Oil prices ended the trading session on a mixed note on Friday as renewed uncertainty over U.S.-Iran diplomatic efforts rattled market sentiment. The sudden cancellation of follow-up talks in Switzerland dampened hopes for a more stable ceasefire agreement, leaving traders cautious about the outlook for global crude supply routes.
Brent crude futures slipped slightly, while U.S. West Texas Intermediate (WTI) moved higher, reflecting uneven trading reactions across benchmarks. Despite brief gains earlier in the session, both contracts were still headed for a weekly decline of around 8%, highlighting how quickly optimism around easing geopolitical tensions has faded.

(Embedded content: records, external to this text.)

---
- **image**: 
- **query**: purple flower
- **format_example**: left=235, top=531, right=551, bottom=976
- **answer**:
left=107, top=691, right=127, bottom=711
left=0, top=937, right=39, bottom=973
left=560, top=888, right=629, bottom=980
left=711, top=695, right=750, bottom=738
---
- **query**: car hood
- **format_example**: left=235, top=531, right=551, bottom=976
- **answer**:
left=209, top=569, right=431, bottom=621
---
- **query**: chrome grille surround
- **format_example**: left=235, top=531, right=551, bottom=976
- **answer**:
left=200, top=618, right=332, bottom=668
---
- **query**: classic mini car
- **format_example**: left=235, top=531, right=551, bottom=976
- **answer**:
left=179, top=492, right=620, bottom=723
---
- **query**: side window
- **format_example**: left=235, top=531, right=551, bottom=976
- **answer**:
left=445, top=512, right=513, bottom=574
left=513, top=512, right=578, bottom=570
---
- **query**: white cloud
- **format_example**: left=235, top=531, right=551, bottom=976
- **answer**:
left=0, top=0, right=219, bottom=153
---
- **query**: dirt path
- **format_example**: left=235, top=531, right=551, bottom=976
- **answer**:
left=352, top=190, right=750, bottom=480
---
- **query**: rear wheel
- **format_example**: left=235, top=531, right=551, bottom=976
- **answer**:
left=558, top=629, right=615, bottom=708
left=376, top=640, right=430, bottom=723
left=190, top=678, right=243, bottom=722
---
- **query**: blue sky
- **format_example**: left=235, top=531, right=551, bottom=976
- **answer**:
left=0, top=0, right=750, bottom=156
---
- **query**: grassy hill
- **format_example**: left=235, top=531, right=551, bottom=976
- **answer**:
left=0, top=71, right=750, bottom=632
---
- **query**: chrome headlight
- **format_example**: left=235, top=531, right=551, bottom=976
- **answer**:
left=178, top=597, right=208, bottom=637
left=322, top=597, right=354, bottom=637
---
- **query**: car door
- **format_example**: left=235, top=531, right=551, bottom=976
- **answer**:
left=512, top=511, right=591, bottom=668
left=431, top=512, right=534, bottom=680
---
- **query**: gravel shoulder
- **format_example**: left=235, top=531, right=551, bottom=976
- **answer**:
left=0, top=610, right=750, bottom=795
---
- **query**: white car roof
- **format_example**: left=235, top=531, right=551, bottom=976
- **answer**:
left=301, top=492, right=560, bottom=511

The diplomatic setback came after Switzerland’s foreign ministry confirmed that planned discussions in Bürgenstock would not proceed, while the White House also announced that U.S. Vice President JD Vance would no longer attend. Market participants remain focused on developments in the Strait of Hormuz, a key passage for global oil shipments, where recent calm has helped ease fears of immediate disruption.
Vice President Vance noted that tanker traffic continued through the strait and suggested that, so far, commitments to avoid attacks were being upheld. However, analysts warn that the situation remains fragile, with shipping insurers still pricing in elevated risk and many vessels yet to fully resume normal routes.
Elsewhere in the market narrative, OPEC pushed back against forecasts predicting an imminent peak in global oil demand, insisting that consumption will remain strong for the foreseeable future. Analysts say oil prices are likely to stay within a $75 to $82 range in the near term as traders balance easing supply fears with lingering geopolitical risks and uncertain shipping recovery.